Demo Running Spark On Databricks

Lesson objectives

In this lesson, we will explain the following topics:

Demonstrate the process of running Spark on Databricks.
Understand the benefits of using Databricks for Spark workloads.
Explore practical examples of Spark applications running on Databricks.

Introduction To RDD

# Create an RDD from a list of numbers
numbers = [1, 2, 3, 4, 5]
numbers_rdd = sc.parallelize(numbers)
numbers_rdd

print(numbers_rdd)

# Apply a transformation: multiply each number by 2
doubled_rdd = numbers_rdd.map(lambda x: x * 2)

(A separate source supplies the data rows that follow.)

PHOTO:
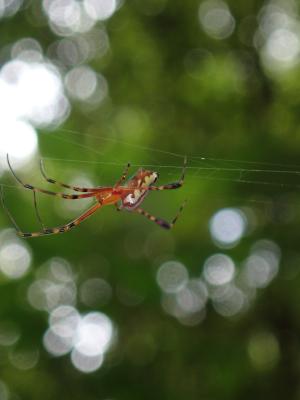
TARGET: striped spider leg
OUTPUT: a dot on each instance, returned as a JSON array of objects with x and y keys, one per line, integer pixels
[{"x": 133, "y": 203}]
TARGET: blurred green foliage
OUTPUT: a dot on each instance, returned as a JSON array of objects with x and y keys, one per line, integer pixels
[{"x": 177, "y": 87}]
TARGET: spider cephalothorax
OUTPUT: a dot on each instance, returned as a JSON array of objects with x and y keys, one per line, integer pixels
[{"x": 129, "y": 196}]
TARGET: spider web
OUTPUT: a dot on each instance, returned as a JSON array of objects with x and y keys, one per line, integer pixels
[{"x": 104, "y": 149}]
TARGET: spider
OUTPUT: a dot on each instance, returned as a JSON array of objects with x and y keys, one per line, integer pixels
[{"x": 126, "y": 196}]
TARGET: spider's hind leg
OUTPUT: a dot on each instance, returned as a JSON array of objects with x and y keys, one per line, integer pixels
[{"x": 159, "y": 221}]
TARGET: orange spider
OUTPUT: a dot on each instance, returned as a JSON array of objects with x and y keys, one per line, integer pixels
[{"x": 129, "y": 197}]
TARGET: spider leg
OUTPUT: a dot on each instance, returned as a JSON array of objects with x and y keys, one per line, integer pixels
[
  {"x": 159, "y": 221},
  {"x": 36, "y": 189},
  {"x": 75, "y": 188},
  {"x": 7, "y": 210},
  {"x": 174, "y": 185},
  {"x": 123, "y": 177},
  {"x": 50, "y": 231}
]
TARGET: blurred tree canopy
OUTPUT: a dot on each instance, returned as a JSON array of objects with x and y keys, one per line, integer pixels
[{"x": 119, "y": 308}]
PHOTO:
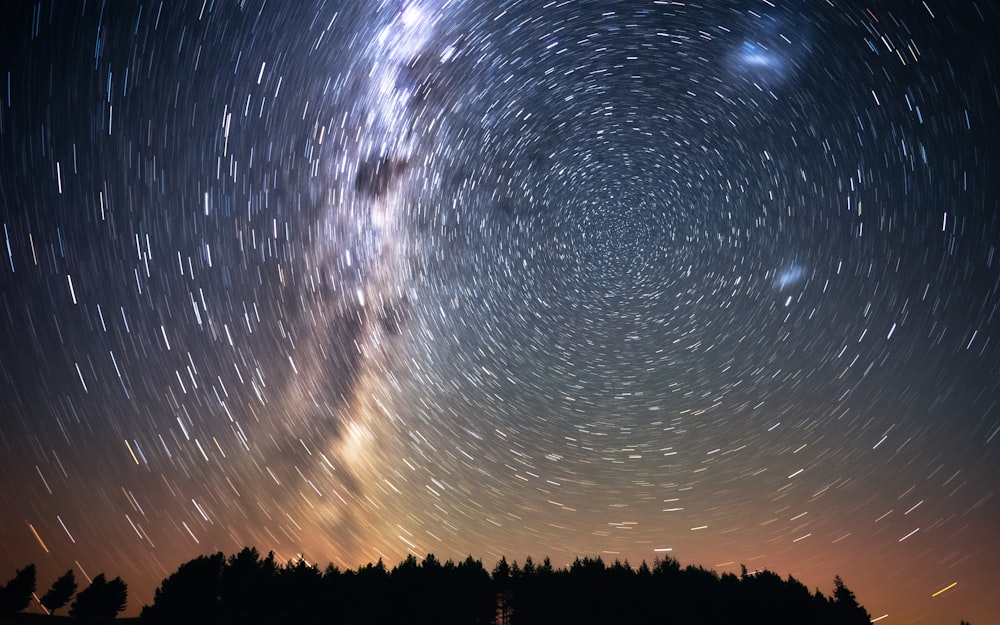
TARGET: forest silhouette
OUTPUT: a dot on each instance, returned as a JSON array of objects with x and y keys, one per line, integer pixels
[{"x": 248, "y": 589}]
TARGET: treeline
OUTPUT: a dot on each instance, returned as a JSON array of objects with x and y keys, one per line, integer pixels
[
  {"x": 102, "y": 600},
  {"x": 246, "y": 589}
]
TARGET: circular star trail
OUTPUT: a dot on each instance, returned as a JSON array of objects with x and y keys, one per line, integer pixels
[{"x": 351, "y": 280}]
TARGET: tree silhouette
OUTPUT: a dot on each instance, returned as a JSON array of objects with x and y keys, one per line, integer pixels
[
  {"x": 849, "y": 611},
  {"x": 246, "y": 589},
  {"x": 15, "y": 595},
  {"x": 101, "y": 601},
  {"x": 193, "y": 589},
  {"x": 60, "y": 593}
]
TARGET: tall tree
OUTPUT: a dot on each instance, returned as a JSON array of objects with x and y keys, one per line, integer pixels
[
  {"x": 101, "y": 601},
  {"x": 15, "y": 595},
  {"x": 60, "y": 593},
  {"x": 848, "y": 609},
  {"x": 193, "y": 589}
]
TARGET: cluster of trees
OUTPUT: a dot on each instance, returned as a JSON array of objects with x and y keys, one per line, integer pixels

# Perform an action: collect the results to a list
result = doubled_rdd.collect()

# Print the result
print(result)  # Output: [2, 4, 6, 8, 10]

Spark Lazy Evaluation

# Create an RDD
rdd = sc.parallelize([
    ("John", 28),
    ("Smith", 44),
    ("Adam", 65),
    ("Henry", 23)
])

# Apply a map transformation to create a new RDD with a tuple including the name and a boolean flag
# if the person is older than 30
mapped_rdd = rdd.map(lambda x: (x[0], x[1], x[1] > 30))

# Filter the RDD to include only people older than 30
filtered_rdd = mapped_rdd.filter(lambda x: x[2])

# Convert the filtered RDD back to a DataFrame
df = spark.createDataFrame(filtered_rdd, ["Name", "Age", "OlderThan30"])

# Select only the name and age columns
final_df = df.select("Name", "Age")

# # Collect the results which triggers the execution of all transformations
results = final_df.collect()
display(results)